It's an ingredient in just about everything: artificial flavor. You've got to wonder how they go about mimicking all those flavors -- orange, strawberry, peppermint, vanilla, chocolate, almond, beef, chicken, etc.
Those fake flavors are compounds created by extracting the crucial chemicals from the naturally occurring substance. After that, the substance is liquefied or vaporized and analyzed with a chromatograph to determine the structure of the molecules needed to produce the taste. A flavor is quite complex, with dozens or hundreds of chemicals combining to create the taste and smell. But some flavors -- especially fruit flavors -- have just one or only a few dominant chemicals carrying most of the taste. For instance, octyl acetate is a fundamental component of orange flavor, and isoamyl acetate creates the basis for banana flavor. Incidentally, methyl salicylate, which produces wintergreen flavor, is toxic in large doses, as are many of the chemicals used to produce artificial flavors. However, all of the ingredients used in artificial flavors are on the "Generally Recognized as Safe" list and are approved for use by the US Food and Drug Administration; unless you're planning to heist -- and ingest -- enormous quantities of allyl sulfide or benzaldehyde, you shouldn't worry too much about adverse side effects. Still, it's unsettling to know that one source of imitation vanilla flavoring is the waste product of paper mills; another is petroleum.
Given that it seems like tedious work to approximate flavors, why even bother to produce pseudo-tastes? Cost is the culprit. Sourcing natural coconut from Malaysia or vanilla beans from Madagascar, shipping to food manufacturing companies, and processing the natural ingredients into the food products we buy is expensive, both economically and environmentally. Whipping up flavors in chemistry labs is probably the only truly feasible way to meet the huge demand for them.

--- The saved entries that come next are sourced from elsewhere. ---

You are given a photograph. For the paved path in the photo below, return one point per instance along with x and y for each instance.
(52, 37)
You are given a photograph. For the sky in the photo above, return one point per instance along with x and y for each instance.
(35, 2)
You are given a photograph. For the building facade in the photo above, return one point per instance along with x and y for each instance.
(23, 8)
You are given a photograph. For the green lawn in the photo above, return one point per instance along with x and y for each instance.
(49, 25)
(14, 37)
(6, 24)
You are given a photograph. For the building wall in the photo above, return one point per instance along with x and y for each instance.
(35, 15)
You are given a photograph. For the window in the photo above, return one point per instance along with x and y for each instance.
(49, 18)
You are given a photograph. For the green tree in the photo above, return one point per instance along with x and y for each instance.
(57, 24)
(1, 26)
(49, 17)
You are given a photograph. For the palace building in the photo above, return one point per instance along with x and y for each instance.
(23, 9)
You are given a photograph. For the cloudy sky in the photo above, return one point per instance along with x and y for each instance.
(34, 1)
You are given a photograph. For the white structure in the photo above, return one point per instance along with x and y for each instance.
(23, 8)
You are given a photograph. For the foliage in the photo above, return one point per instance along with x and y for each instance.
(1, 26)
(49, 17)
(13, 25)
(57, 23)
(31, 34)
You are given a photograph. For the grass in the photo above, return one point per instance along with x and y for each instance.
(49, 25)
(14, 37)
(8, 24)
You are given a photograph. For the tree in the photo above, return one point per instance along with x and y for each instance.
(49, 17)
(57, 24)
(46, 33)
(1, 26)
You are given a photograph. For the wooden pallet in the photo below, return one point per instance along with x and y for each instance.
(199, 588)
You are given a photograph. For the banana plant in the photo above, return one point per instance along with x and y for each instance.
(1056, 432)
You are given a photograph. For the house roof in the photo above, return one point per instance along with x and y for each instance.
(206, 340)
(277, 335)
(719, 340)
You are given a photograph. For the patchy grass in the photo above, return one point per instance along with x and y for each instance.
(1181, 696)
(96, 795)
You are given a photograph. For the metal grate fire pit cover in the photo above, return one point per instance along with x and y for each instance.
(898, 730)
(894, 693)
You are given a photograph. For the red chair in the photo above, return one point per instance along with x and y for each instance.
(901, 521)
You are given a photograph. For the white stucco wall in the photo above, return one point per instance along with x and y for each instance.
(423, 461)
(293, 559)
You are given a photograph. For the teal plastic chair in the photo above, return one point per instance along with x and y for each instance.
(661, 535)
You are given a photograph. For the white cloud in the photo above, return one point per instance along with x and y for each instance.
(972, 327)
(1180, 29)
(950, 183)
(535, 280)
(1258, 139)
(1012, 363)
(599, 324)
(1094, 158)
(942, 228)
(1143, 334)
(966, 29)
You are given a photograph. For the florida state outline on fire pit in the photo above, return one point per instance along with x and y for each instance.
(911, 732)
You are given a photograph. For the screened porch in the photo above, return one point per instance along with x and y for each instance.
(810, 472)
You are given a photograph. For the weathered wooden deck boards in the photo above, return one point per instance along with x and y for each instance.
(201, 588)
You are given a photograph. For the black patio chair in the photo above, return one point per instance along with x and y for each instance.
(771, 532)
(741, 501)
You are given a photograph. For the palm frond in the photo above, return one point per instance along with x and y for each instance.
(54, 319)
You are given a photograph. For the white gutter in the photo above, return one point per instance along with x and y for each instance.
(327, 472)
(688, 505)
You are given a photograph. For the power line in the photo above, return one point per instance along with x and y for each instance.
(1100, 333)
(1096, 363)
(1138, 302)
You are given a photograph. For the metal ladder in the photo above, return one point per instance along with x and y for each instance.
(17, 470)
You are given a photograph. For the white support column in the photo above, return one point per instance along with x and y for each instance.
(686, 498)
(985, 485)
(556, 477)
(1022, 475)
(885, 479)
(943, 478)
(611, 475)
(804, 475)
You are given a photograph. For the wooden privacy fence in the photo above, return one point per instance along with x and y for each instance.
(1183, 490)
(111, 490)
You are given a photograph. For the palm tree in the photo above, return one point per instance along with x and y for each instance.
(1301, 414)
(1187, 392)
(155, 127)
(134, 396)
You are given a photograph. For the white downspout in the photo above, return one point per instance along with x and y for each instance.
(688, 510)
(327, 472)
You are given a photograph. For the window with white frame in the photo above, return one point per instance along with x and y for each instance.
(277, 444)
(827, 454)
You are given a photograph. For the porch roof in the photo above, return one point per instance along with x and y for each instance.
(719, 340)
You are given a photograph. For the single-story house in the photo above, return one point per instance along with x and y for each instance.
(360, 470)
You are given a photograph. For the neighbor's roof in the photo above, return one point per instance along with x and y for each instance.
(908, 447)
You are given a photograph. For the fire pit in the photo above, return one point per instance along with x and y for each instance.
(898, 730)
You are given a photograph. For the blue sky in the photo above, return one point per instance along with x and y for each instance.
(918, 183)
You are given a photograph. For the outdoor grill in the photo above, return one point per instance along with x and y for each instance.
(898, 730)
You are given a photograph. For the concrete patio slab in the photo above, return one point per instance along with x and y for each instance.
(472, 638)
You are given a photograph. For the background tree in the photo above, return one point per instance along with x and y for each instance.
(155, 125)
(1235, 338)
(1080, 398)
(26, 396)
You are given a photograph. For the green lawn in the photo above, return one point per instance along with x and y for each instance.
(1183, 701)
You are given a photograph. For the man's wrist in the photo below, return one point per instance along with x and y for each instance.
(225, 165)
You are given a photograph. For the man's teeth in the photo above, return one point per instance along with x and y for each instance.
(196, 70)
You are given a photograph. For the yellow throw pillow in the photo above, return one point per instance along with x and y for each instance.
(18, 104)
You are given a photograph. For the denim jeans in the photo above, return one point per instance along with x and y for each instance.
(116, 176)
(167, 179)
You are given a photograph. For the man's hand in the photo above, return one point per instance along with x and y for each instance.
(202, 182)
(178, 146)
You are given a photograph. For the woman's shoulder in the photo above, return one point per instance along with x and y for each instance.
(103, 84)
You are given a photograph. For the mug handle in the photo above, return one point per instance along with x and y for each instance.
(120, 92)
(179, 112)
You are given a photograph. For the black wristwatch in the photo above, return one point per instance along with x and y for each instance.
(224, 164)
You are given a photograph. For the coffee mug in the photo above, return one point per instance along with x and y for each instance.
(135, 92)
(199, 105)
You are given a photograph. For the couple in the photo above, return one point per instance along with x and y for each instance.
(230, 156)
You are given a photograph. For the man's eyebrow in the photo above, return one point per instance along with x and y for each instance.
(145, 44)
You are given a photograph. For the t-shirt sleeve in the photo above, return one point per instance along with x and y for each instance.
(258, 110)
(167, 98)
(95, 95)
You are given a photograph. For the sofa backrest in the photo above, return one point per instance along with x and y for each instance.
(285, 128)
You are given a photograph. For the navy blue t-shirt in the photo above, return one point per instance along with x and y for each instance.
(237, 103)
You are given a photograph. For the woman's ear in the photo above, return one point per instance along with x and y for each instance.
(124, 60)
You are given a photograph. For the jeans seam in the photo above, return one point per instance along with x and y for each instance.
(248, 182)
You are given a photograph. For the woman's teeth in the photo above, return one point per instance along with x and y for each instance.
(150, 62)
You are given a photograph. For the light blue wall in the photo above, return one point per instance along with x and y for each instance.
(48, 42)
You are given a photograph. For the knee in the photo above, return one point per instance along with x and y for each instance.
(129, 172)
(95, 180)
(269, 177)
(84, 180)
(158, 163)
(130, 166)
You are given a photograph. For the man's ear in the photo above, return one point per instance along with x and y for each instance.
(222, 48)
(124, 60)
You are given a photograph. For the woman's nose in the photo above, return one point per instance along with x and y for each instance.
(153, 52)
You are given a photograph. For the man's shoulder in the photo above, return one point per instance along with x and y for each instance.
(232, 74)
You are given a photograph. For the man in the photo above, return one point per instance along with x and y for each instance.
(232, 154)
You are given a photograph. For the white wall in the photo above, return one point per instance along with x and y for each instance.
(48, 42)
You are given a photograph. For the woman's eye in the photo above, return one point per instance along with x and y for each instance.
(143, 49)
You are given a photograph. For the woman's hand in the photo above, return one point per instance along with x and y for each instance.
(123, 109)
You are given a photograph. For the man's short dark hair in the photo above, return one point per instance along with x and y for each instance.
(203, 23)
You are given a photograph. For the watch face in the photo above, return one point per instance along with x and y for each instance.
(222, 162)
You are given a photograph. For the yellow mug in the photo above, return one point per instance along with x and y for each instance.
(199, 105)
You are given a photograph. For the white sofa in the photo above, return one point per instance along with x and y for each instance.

There are many items on the shelves that include "natural flavorings," but they are also made in a lab. In fact, "artificial flavorings are simpler in composition and potentially safer [than "natural"] because only safety-tested components are utilized," according to Gary Reineccius, a professor in the food science and nutrition department of the University of Minnesota. The distinction between natural and artificial flavoes is based more on how the flavor is made than on what it contains -- the two are chemically identical. The biggest difference is cost. The natural chemical used in natural flavorings is much more expensive than the synthetic one. So we wind up paying the higher price for what we believe to be natural (i.e., healthy) flavorings when they are no better in quality, nor are they safer, than their cost-effective artificial counterparts.